8.    Know When To Quit: Once, when Warren Buffett was a teen, he went to the racetrack. He bet on a race and lost. To recoup his funds, he bet on another race. He lost again, leaving him with close to nothing. He felt sick -- he had squandered nearly a week's earnings. Warren Buffett never repeated that mistake. Know when to walk away from a loss, and don't let anxiety fool you into trying again.

9.    Assess The Risk: In 1995, the employer of Warren Buffett's son, Howie, was accused by the FBI of price-fixing. Warren Buffett advised Howie to imagine the worst-and-bast-case scenarios if he stayed with the company. His son quickly realized that the risks of staying far outweighed any potential gains, and he quit the next day. Asking yourself "and then what?" can help you see all of the possible consequences when you're struggling to make a decision -- and can guide you to the smartest choice.
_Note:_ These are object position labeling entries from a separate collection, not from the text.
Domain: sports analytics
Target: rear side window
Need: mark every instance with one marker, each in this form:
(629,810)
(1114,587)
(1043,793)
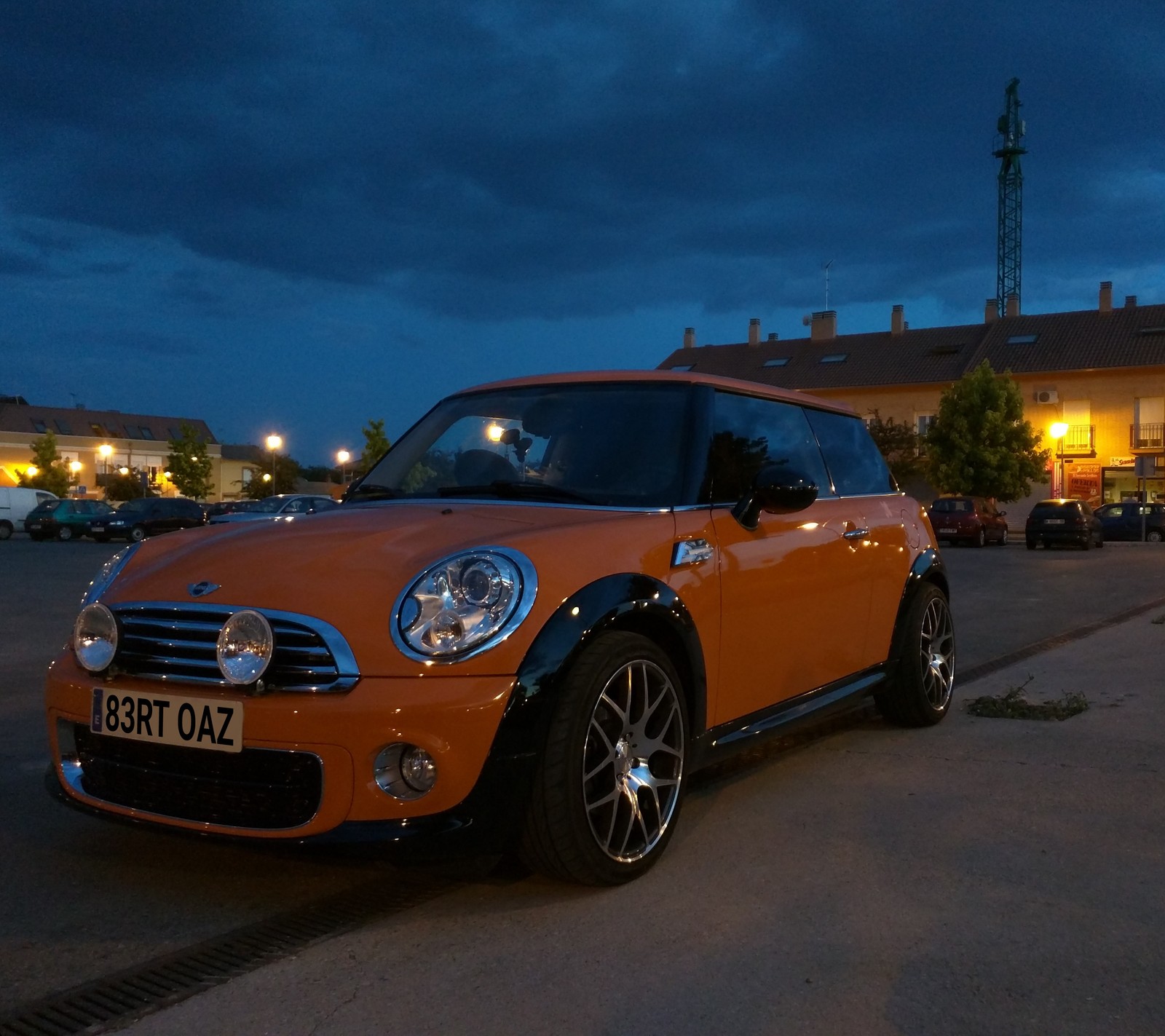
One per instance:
(854,462)
(749,434)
10.       Know What Success Really Means: Despite his wealth, Warren Buffett does not measure success by dollars. In 2006, he pledged to give away almost his entire fortune to charities, primarily the Bill and Melinda Gates Foundation. He's adamant about not funding monuments to himself -- no Warren Buffett buildings or halls. "I know people who have a lot of money," he says, "and they get testimonial dinners and hospital wings named after them. But the truth is that nobody in the world loves them. When you get to my age, you'll measure your success in life by how many of the people you want to have love you, actually do love you. That's the ultimate test of how you've lived your life."